Os fundos de tijolo – que investem em ativos reais – devem performar melhor que os FIIs de papel – que investem em CRIs –, segundo Kaique Fonseca, economista e sócio da A7 Capital. Apesar de gostar dos fundos de shoppings e logística, Fonseca destaca os FIIs de lajes corporativas, principalmente os que têm imóveis nas regiões mais valorizadas de São Paulo. “Vemos reajuste nos preços dos aluguéis, transações acima dos preços vistos nos relatórios dos fundos – concordando com o argumento de Baroni –, o que deve significar dividendos maiores”. 

Ações

A Bolsa “entra cada vez mais no radar” dos investidores com a queda da Selic, mas “ainda não é o momento para migração geral”, segundo Calixto, que vê boas oportunidades na renda variável para quem escolhe bons ativos. 

O setor financeiro “ainda tem boa atratividade, com boa rentabilidade, apesar da queda da Selic”, segundo o especialista.

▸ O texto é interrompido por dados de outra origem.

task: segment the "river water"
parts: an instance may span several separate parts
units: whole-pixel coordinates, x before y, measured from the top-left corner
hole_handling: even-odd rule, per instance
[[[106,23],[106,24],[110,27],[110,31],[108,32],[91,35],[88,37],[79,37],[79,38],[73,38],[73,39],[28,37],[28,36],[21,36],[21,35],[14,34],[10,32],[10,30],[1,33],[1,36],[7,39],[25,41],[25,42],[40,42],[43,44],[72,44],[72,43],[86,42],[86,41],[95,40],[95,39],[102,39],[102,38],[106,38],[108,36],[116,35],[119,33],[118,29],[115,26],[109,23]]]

Ele também elogia o setor de utilities, especialmente empresas de energia elétrica, que pagam bons dividendos e têm previsibilidade de receitas. A Santander Asset não tem empresas de mineração e petróleo na carteira. 

Sharovsky vê potencial para o Ibovespa nos próximos meses, abrindo espaço para investimento via ETF. Entre os setores do índice, ele destaca a construção civil, que “tende a ter momento interessante em oferta, com a queda da Selic – e dos custos para financiar projetos –, e em demanda, com políticas de incentivo do governo federal e juros mais baixos para os consumidores. 

Fundos de investimento

Para os investidores que querem diversificar os investimentos com a ajuda de gestores profissionais, os multimercados, fundos de crédito privado e fundos de infraestrutura foram citados por especialistas entrevistados pelo InfoMoney como boas opções para o momento. Para os fundos de crédito privado, Sharovsky gosta dos que investem em ativos de médio e alto risco e buscam retornos robustos. 

Moraes, da Inter Asset, lembra que em momentos de instabilidade – como classifica o atual –, “a diversificação protege o investidor e qualquer alocação direta precisa de conhecimento dos riscos”. Por isso, investir por fundos pode ser uma boa para limitar a volatilidade e os riscos da carteira.